Our next bargain is the OneForAll URC 4330 Universal Remote Control. It has large buttons for individuals who are visually impaired or who have a difficult time pressing small buttons. Also, the glow-in-the-dark keys contrast nicely against the black body of the remote, making the numbers almost jump out at you.
OneForAll URC 4330
Although this remote does control four devices, you do not have to use it for four. It is a great, large button controller for a television or for any single device of you choosing. I found this remote at Wal-Mart for only $9.76. Because the price is so low, you should definitely call your local store for availability. Again, the price on this and other items may change, so please check before you get to the cash register.
Our third bargain is the Sony Digital Voice Recorder ICD-B7. For those folks with memory problems, this recorder is great. It is very streamlined, fits easily in a pocket, and the clip on the side makes sure it stays there.
Sony Digital Voice Recorder ICD-B7
This recorder boasts two hours and 30 minutes of recording time. Messages can be saved in two different folders, with each folder holding a maximum of 99 messages. If you have a lot to remember, this recorder will definitely help. There is even a feature that allows you to add more to a saved message. It has an LCD display that shows you the date and time a recording was made. There is even a "hold" button to prevent you from erasing or recording messages when you have the recorder in a purse or pocket. I have seen this recorder at Best Buy for $49.99. This is significantly lower than the original $99.99 price when the recorder first hit stores. If you need a recorder, this one is economical.

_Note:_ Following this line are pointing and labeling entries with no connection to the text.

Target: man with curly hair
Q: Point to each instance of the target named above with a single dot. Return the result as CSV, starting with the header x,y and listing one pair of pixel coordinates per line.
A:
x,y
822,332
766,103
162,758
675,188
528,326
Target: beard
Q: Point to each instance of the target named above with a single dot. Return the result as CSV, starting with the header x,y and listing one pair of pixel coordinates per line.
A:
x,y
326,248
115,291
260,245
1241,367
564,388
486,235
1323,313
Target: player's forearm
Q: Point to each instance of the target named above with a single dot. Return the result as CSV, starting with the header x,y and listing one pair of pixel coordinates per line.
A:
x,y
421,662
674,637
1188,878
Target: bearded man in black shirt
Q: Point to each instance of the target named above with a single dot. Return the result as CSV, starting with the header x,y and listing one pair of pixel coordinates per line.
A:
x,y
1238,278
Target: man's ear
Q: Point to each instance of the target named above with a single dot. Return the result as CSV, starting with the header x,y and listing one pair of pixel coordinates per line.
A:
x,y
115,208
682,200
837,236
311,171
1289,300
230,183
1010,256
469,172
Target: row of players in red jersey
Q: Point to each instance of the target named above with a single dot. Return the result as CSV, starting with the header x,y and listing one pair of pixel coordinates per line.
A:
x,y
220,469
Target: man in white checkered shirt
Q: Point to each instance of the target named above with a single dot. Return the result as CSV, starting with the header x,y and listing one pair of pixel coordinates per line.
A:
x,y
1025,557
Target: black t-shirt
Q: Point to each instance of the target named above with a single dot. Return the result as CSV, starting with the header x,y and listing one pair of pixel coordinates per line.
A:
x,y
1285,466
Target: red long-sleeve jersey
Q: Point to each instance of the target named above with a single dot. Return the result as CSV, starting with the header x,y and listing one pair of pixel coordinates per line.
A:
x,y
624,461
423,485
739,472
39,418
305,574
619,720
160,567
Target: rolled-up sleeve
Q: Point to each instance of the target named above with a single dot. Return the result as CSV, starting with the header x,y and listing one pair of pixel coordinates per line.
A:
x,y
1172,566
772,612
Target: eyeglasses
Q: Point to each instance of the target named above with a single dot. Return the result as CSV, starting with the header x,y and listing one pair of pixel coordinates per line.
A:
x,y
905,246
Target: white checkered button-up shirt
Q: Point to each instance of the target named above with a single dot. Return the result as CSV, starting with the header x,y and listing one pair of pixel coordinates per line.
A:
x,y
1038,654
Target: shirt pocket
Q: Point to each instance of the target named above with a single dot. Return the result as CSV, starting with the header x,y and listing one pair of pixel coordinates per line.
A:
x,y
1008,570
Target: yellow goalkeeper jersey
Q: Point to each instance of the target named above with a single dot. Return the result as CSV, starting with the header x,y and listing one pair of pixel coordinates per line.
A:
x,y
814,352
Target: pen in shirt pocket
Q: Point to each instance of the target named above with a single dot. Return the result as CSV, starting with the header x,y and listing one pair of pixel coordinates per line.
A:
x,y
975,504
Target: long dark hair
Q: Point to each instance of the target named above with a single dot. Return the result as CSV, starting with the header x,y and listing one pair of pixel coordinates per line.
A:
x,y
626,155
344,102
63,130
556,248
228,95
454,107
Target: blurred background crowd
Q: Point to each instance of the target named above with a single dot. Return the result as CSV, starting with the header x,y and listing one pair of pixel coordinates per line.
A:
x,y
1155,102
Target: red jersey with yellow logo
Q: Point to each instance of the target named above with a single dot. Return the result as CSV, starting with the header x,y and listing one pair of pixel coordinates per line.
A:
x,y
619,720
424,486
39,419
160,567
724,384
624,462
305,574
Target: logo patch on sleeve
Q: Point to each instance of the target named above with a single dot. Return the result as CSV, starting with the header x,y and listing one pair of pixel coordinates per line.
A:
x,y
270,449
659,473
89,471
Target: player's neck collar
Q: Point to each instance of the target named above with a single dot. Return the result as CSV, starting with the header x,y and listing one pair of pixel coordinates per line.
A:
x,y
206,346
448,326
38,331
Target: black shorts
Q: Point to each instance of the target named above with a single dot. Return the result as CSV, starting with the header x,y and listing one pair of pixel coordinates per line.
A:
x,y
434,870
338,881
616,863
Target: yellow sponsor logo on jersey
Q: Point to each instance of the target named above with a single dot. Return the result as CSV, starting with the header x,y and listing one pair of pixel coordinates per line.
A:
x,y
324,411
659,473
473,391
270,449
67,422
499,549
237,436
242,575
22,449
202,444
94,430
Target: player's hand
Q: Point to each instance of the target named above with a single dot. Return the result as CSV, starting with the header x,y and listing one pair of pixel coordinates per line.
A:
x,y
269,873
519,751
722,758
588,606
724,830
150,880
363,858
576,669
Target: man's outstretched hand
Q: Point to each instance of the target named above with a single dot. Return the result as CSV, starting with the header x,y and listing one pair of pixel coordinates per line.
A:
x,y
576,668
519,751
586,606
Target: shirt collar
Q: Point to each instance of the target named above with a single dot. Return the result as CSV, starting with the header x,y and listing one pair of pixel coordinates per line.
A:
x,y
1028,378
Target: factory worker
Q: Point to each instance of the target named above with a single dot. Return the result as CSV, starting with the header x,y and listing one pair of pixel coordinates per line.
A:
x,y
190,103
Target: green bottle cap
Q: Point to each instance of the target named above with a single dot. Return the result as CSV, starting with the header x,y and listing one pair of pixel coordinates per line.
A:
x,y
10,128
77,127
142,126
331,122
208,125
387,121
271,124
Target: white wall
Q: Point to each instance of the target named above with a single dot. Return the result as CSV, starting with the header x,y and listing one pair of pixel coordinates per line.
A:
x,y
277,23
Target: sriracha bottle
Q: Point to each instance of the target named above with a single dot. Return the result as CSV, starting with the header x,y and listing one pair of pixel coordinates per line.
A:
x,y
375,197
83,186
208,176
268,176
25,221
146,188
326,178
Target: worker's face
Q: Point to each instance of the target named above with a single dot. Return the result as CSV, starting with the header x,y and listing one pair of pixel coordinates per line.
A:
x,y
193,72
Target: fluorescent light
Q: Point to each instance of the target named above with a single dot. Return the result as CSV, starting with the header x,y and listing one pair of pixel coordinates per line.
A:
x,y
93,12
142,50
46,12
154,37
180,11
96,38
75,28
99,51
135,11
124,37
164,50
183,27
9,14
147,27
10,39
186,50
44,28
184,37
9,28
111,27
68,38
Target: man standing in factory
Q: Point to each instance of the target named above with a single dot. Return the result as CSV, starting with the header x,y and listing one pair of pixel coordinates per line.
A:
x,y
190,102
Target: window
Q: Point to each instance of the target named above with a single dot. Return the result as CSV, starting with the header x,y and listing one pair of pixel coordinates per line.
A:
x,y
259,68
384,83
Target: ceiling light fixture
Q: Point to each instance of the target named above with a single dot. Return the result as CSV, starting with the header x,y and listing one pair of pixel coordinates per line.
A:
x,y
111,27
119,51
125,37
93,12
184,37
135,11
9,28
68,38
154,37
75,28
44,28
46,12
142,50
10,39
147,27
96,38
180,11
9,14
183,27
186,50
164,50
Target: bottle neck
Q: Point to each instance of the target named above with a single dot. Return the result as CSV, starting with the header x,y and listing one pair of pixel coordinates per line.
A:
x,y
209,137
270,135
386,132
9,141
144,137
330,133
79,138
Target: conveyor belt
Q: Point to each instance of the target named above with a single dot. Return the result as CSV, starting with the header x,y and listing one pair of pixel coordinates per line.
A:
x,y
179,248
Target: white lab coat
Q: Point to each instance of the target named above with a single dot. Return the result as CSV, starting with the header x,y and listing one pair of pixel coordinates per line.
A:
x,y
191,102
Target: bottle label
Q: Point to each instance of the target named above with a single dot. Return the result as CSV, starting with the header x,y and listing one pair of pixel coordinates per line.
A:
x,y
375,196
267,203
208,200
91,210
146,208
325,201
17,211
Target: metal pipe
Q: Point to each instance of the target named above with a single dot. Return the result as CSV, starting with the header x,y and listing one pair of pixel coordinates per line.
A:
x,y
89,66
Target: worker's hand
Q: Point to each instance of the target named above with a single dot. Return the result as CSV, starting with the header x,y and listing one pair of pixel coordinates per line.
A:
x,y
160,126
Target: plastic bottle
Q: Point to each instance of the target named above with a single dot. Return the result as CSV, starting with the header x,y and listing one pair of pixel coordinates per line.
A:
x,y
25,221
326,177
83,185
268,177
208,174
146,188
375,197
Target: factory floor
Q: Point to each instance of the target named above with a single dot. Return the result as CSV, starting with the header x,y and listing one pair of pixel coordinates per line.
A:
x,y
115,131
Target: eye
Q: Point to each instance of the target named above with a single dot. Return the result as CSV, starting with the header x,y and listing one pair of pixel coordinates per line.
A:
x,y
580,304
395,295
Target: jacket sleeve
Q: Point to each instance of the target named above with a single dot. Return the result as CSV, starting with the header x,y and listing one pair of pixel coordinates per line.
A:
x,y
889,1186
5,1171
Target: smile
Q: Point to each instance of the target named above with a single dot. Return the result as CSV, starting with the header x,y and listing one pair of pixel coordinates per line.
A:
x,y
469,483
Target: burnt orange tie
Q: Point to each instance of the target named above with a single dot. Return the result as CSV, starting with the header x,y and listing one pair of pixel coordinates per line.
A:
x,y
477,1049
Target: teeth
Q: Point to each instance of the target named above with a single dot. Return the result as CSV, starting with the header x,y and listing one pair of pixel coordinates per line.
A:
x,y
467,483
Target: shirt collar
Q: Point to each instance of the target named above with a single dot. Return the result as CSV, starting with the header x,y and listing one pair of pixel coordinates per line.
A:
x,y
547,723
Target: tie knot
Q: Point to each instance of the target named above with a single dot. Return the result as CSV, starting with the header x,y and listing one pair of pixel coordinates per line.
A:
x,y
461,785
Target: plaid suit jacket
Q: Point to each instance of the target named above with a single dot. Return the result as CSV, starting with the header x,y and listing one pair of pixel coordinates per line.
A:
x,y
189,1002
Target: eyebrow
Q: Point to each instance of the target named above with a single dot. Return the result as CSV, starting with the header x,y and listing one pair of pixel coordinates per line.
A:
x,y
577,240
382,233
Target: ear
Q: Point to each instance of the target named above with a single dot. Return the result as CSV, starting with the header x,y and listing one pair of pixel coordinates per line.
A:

The last bargain is not equipment, but rather one of the places where you can purchase AT devices. Radio Shack has a lot of devices for the hearing impaired for reasonable prices. They have telephones with flashers, multi-tone ringers, and easy-access volume controls for $99.99 and less. One available phone with large buttons is available for $39.99. It features large, lighted buttons; three programmable one-touch buttons for fast dialing; and a flashing ringer with three levels of pitch control in case you need a higher or lower pitch.
Well, that does it for the inaugural issue of the AT Bargain Basement. Again, if you find useful AT under $100, let me know. And remember, just because it is inexpensive does not mean it is cheap.